When someone at the Bedminster School suggested the project, I thought why not? Even though I had about one year’s professional writing experience at that point, I figured I’d go in and share all that was important to me about this important work. I may have mentioned The Elements of Style. The kids stared at me, and fidgeted.
This went on for another session or two, until some kind soul suggested that the students had come to a writing workshop to write — and that I might look into Wishes, Lies and Dreams, a book by a poet, Kenneth Koch, who had taught poetry writing in New York City schools.

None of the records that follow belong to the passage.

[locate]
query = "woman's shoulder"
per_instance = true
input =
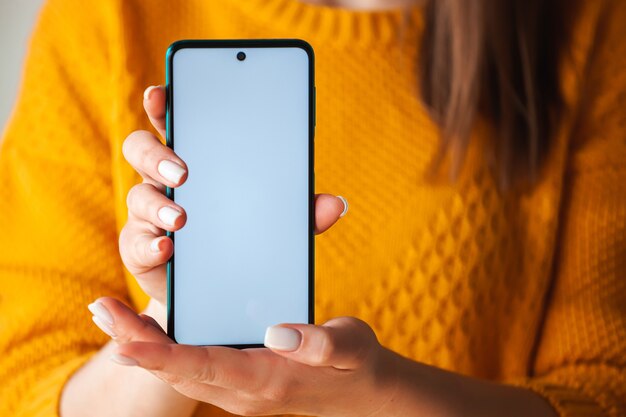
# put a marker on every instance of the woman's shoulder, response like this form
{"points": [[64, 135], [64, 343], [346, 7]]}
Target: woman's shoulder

Koch had sort of stumbled onto his first idea, which was to invite each student to write a poem whose every line began “I wish,” and to make the wishes either real or crazy. I went in the next week and said we’d try this, and the kids all grabbed paper and started to write.
The title of the collection I pulled together at year’s end came from the last line of one boy’s fine poem; and that day was just the start. Each week I’d come in with another idea to take off on (I didn’t know the word “prompts”; I didn’t really know anything), and they’d just go. We wrote about cheese, places we’d never been, fruits we’d never heard of. “I criticized very little — told them not to worry about rhyme, paragraphs, spelling, that we could fix the mistakes up later,” I wrote in a wordy introduction to our booklet. “I did not believe I could or should replace the conventional teaching style ... I believed, or hoped, I could reinforce in my students the child’s natural delight in writing, to help them survive all the years of learning to write well.”
I don’t know if any of my long-ago students got anything from our time that stayed with them — but I did. Writing is scary. It’s risky, it’s revealing yourself. Our sessions helped me learn how to deal with that: look for a way to begin, let go of what you think you know, and just start. I’ve been just-starting for a long time now. Each day it’s new, and generally it’s still scary. I try to do as the kids did, and just start anyway.